Additionally, by accessing a 3rd-party resource that's actively maintained,
there is no chance of stale data or the need to worry about a data synchronization process.
C# Azure Functions
A serverless approach seemed light-weight and a good option for just a couple end-points.
Azure CosmosDB, another serverless option.
I actually initally wanted to use Azure Table Storage (serverless, and inexpensive), but it seems to be largely deprecated in favor of Cosmos Tables. Since I was "forced" into using Cosmos anyway, I opted for the SQL option knowing that I wanted to be able to sort by values (not something a key-value pair solution lends itself to). Cosmos is unfortunately more expensive, but with the serverless option, it's less expensive and appears to be lighter-weight than an MS-SQL solution.
Schema is a single table:
Queries
id (string) - required by database
QueryText (string) - country name
NumTimesHit (int) - increments each time somebody hits it
LastUpdated (DateTime) - self-explanitory. Not used.
run npm run serve
Locally, you must have Azure Storage Emulator installed.
Set the startup project to be functions, and debug as "normal". You can execute the functions via the browser, a commandline script (ex. curl), or something like Postman.

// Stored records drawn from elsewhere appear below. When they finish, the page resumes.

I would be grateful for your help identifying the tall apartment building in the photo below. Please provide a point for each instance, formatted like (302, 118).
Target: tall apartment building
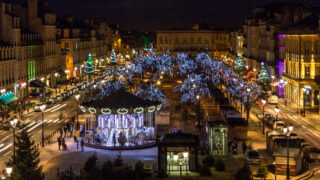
(302, 62)
(79, 38)
(29, 46)
(260, 32)
(194, 41)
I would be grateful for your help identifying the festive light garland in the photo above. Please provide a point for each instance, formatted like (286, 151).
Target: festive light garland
(83, 109)
(159, 107)
(122, 111)
(92, 110)
(106, 111)
(151, 109)
(138, 110)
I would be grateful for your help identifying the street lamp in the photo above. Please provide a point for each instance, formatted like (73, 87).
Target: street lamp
(13, 124)
(66, 71)
(287, 132)
(56, 75)
(277, 111)
(9, 171)
(180, 162)
(304, 101)
(263, 104)
(42, 107)
(77, 98)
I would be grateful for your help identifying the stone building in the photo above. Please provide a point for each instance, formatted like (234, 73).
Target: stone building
(30, 49)
(302, 62)
(260, 32)
(194, 41)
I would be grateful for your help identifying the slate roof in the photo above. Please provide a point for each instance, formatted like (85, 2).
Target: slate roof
(120, 99)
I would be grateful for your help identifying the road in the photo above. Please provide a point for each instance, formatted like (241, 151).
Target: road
(33, 125)
(300, 127)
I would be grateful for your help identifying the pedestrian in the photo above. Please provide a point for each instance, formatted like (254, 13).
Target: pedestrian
(65, 131)
(244, 147)
(63, 142)
(71, 130)
(59, 143)
(61, 132)
(77, 144)
(82, 144)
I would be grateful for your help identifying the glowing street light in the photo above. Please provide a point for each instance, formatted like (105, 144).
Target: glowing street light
(42, 108)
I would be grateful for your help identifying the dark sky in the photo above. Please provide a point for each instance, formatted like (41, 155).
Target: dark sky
(149, 15)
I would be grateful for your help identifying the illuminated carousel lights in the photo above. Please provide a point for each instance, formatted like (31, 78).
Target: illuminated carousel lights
(151, 109)
(159, 107)
(106, 111)
(83, 109)
(122, 111)
(92, 110)
(138, 110)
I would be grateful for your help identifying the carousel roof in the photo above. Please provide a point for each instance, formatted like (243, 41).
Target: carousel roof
(120, 99)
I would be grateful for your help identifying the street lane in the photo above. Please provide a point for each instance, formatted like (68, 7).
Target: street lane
(302, 128)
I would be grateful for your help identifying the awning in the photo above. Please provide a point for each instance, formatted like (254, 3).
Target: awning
(36, 84)
(8, 98)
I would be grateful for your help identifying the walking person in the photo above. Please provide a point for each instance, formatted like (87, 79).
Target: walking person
(63, 142)
(82, 144)
(59, 143)
(65, 131)
(61, 132)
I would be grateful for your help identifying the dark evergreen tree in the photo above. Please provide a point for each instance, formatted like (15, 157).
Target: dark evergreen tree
(91, 168)
(27, 159)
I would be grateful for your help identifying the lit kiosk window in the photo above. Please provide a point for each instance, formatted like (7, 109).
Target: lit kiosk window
(177, 153)
(119, 121)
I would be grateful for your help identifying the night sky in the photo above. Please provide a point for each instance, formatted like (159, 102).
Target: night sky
(150, 15)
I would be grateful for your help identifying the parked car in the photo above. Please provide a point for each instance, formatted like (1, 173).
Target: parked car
(253, 157)
(49, 103)
(278, 125)
(37, 107)
(273, 99)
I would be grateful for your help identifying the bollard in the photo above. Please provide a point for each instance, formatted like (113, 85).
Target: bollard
(58, 173)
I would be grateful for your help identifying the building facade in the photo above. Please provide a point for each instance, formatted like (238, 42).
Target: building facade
(260, 32)
(215, 43)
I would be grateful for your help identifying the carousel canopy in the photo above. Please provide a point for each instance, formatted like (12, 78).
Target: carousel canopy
(120, 102)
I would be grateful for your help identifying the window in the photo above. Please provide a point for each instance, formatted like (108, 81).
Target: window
(199, 39)
(307, 71)
(317, 70)
(308, 48)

CI/CD is done with GitHub Actions. GitHub Actions uses a yaml-based pipeline not unlike azure pipelines. They can be found in .github/workflows
.
Deployment is completely automated the web and "api" layer.
Azure resources were set up and configured manually. Resources include:
- Azure Functions
- A storage account for Azure Functions
- A storage account configured with a static site. (trying to put both in the same storage account broke deployments for some reason)
- A CosmosDB
Note: Azure DevOps recently changed their pricing model and it no longer seems possible to run pipelines without setting up a paid plan or emailing somebody and waiting several days.
Generate Functions publish profile
az webapp deployment list-publishing-profiles --name esdcovid-functions --resource-group ESD-Assessment --subscription [subscriptionid] --xml
Secrets are handled either via GitHub secrets or configured manually via the Azure DevOps portal.
There is no throttling on requests, so it's open to DDoS attack unless Azure prevents it automatically.
Clearing the History is open, too, but the data is not valuable, so not a big deal.
There is no limit or validations on query text (but it is parameterized when inserted to prevent SQL Injection).